2001 Monitoring The Future Survey Released
Use of cigarettes by American teenagers decreased from 2000 to 2001 according to the annual Monitoring the Future Survey released today by the Department of Health and Human Services. This decline, observed for 8th and 10th graders, continues a decreasing trend begun around 1996. Decreases have also been found for seniors in recent years. These reductions in teenage smoking come on the heels of increases from the early to mid-1990s and are excellent news in the nation's battle to reduce the toll exacted by this leading cause of preventable death and disease.
The survey also found that the rise in use of MDMA (ecstasy) in teenagers seen over the past 2-3 years slowed from 2000 to 2001 among students in grades 8, 10, and 12. In addition, rates of heroin use decreased notably among 10th and 12th graders, and a gradual decline in use of inhalants continued in 2001 with a significant decrease occurring among 12th graders.

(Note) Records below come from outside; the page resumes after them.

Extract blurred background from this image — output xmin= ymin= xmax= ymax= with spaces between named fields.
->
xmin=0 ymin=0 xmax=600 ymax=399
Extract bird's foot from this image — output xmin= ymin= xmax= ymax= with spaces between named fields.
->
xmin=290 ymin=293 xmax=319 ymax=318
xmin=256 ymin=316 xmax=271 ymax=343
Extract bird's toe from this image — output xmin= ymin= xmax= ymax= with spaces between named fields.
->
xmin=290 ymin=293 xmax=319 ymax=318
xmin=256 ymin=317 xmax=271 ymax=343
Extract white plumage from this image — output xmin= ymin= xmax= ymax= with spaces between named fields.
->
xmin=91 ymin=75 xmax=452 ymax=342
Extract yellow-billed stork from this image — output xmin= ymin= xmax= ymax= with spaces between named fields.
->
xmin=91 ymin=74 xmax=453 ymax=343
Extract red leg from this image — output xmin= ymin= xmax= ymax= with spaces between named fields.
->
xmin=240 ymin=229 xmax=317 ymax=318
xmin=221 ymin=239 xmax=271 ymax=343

"The finding that fewer teenagers are smoking is very encouraging as more teens are making smart choices that will help them avoid tobacco-related health threats," said HHS Secretary Tommy G. Thompson. "Overall, drug use among America's teenagers has remained level or declined for the fifth year in a row, and that's good news. But we must remain vigilant to the threats that heroin, ecstasy, marijuana, alcohol and other dangerous drugs pose to our youth."
Use of most other illicit drugs remained stable from 2000 to 2001. Illicit drug use rates are below their recent peaks in 1996 for 8th graders; for 10th and 12th graders, they remain largely unchanged from recent peak levels seen in 1997. Long-term trends available for 12th graders indicate current levels of illicit drug use are well below their 27-year peaks, which occurred in the late 1970s and early 1980s.

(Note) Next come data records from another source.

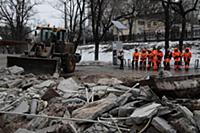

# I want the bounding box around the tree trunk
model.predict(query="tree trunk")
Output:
[179,15,186,52]
[94,41,99,61]
[163,0,170,52]
[128,18,133,41]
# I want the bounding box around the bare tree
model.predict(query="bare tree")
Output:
[161,0,171,52]
[89,0,133,60]
[170,0,199,52]
[0,0,39,40]
[50,0,87,50]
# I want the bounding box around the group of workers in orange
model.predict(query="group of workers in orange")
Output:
[132,47,192,71]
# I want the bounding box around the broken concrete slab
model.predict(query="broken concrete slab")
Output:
[14,101,30,113]
[36,125,59,133]
[130,103,161,124]
[97,78,123,85]
[178,105,195,125]
[27,113,49,130]
[41,88,60,101]
[172,117,198,133]
[57,78,81,93]
[8,66,24,74]
[151,117,177,133]
[34,80,56,89]
[7,79,23,88]
[194,110,200,130]
[72,94,117,123]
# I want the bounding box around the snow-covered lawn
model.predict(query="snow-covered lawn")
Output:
[77,41,200,64]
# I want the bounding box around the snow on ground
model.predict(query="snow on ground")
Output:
[77,41,200,64]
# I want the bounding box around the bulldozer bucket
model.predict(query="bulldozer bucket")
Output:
[7,56,57,75]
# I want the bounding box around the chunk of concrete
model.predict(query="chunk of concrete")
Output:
[97,78,123,85]
[27,114,49,130]
[130,103,161,124]
[14,101,30,113]
[151,117,176,133]
[178,105,195,125]
[14,128,35,133]
[194,110,200,130]
[7,79,23,88]
[36,125,58,133]
[72,94,117,123]
[172,117,198,133]
[8,66,24,74]
[42,89,60,101]
[57,78,81,93]
[34,80,55,89]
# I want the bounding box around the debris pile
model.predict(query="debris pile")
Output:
[0,66,200,133]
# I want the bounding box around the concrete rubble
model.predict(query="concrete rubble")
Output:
[0,66,200,133]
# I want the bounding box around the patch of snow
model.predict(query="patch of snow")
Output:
[77,40,200,66]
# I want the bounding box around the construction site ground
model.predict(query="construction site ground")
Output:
[0,54,200,82]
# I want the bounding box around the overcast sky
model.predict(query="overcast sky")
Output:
[33,0,64,27]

"We are pleased that the trend we noted in 1999 and 2000 that showed teens increasingly using ecstasy appears to have slowed in 2001. And we hope that our concerted effort to give adolescents science-based information about the health risks of ecstasy and other drugs will contribute to a further reduction in the use of these drugs," said Dr. Glen Hanson, acting director, National Institute on Drug Abuse (NIDA).
The most notable change in the 2001 survey was a continuation of the decrease in cigarette use among 8th and 10th graders. Decreases were observed for 8th and 10th graders based on the lifetime, past month, and daily use measures. Past month use declined from 14.6 percent to 12.2 percent among 8th graders, and from 23.9 percent to 21.3 percent among 10th graders. These changes continue a general pattern of declines seen between 1996 and 2000.
The increase in MDMA reported in the last two Monitoring the Future surveys slowed in 2001. While increases were observed in all three grades, they were generally not as steep as in the past two years and were not statistically significant. In addition, the perceived risk of harm from trying MDMA once or twice increased among seniors. Increases in perceived risk are often harbingers of future reductions in rates of use.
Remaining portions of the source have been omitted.